TURKEY - Poultry exports more than doubled in the first half of this year compared to the same period last year.
calendar icon 27 July 2009
clock icon 3 minute read

Turkey's poultry exports reached $66 million in the January to June period of 2009, more than a 100 per cent increase over the same period of 2008, Poultry Meat Producers and Breeders Association (BESD-BIR) figures released last week.

Today's Zaman reports that while exports of chicken rose 190 per cent in the given period, exports of turkey jumped an impressive 212 per cent over the same half of 2008. Turkey's exports of chicken feet, mainly to Far Eastern countries, contracted to $10 million, suffering a 22 per cent decline in the first six months of 2009 over the same half of the preceding year.

Turkey's poultry exports reached only $28 million in 2006, after which the sector started to enjoy high profits in exports. In 2007, this figure approached $44 million, and it jumped to $87 million in the following year. The promising sector seems to be maintaining this success this year as well, already signaling a new record in exports by year's end.

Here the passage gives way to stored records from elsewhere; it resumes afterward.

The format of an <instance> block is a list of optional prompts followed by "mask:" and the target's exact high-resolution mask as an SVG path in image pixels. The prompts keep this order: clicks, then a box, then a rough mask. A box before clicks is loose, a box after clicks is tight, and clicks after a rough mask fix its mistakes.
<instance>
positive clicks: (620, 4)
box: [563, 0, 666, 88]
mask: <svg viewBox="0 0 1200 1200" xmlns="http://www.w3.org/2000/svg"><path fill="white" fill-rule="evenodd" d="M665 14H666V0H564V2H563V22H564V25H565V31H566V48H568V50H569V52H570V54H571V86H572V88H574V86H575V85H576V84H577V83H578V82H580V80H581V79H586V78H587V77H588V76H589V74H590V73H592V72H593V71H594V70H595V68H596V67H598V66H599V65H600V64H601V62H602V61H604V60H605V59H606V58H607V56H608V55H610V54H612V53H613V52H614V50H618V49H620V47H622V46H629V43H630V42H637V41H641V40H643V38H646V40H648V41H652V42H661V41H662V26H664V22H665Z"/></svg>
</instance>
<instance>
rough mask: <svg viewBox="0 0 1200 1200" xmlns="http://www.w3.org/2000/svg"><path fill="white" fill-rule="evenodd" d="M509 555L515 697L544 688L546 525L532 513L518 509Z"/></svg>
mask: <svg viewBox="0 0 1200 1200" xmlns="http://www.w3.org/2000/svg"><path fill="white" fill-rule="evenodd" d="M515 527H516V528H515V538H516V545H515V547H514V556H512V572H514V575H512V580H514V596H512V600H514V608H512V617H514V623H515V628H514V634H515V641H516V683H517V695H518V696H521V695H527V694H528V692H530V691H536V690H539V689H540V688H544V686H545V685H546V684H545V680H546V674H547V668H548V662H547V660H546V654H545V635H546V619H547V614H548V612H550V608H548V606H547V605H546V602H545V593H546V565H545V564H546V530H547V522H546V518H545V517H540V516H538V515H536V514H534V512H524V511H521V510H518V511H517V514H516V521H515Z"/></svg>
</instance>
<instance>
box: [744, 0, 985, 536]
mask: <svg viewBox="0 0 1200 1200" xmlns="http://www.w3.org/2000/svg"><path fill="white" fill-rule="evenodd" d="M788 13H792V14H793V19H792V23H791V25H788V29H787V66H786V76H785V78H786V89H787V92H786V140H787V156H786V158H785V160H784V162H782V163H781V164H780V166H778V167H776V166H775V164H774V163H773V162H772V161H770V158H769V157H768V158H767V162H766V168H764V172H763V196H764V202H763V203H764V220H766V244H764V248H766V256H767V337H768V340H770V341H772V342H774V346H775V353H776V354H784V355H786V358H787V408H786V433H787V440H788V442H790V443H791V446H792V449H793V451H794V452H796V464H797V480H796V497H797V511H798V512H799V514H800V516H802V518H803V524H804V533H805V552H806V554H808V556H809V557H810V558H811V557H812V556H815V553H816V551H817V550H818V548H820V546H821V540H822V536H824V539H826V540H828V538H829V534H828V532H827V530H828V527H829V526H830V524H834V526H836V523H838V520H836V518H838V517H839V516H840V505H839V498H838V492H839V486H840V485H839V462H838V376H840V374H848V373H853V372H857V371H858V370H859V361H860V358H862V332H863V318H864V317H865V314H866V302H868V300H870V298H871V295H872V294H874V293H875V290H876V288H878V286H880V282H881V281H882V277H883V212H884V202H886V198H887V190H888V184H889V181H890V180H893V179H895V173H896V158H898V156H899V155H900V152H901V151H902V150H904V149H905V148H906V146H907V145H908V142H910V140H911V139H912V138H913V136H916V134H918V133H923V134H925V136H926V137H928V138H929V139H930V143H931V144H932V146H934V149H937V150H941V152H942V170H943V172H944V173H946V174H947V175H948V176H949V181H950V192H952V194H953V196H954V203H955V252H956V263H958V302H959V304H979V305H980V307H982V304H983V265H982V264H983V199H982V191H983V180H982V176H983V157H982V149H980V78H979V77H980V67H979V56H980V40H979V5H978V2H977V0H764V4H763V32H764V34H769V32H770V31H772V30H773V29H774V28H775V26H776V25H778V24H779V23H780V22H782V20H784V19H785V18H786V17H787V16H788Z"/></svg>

The record increase in poultry exports was primarily due to heightened demand from countries such as Iraq. Until recently, importing most of their poultry from Brazil, Iraqi customers turned to Turkey when demand for fresh poultry increased in the country. Iraq currently prefers buying fresh poultry products from Turkey to frozen goods from Brazil, proximity being an important factor to this end. Turkey's poultry exports to Iraq enjoyed a 116 per cent increase in the first half of this year compared to same period of 2008. Azerbaijan, Tajikistan, Vietnam and Bosnia and Herzegovina are the four largest consumers of Turkish poultry, followed by Singapore and Kuwait.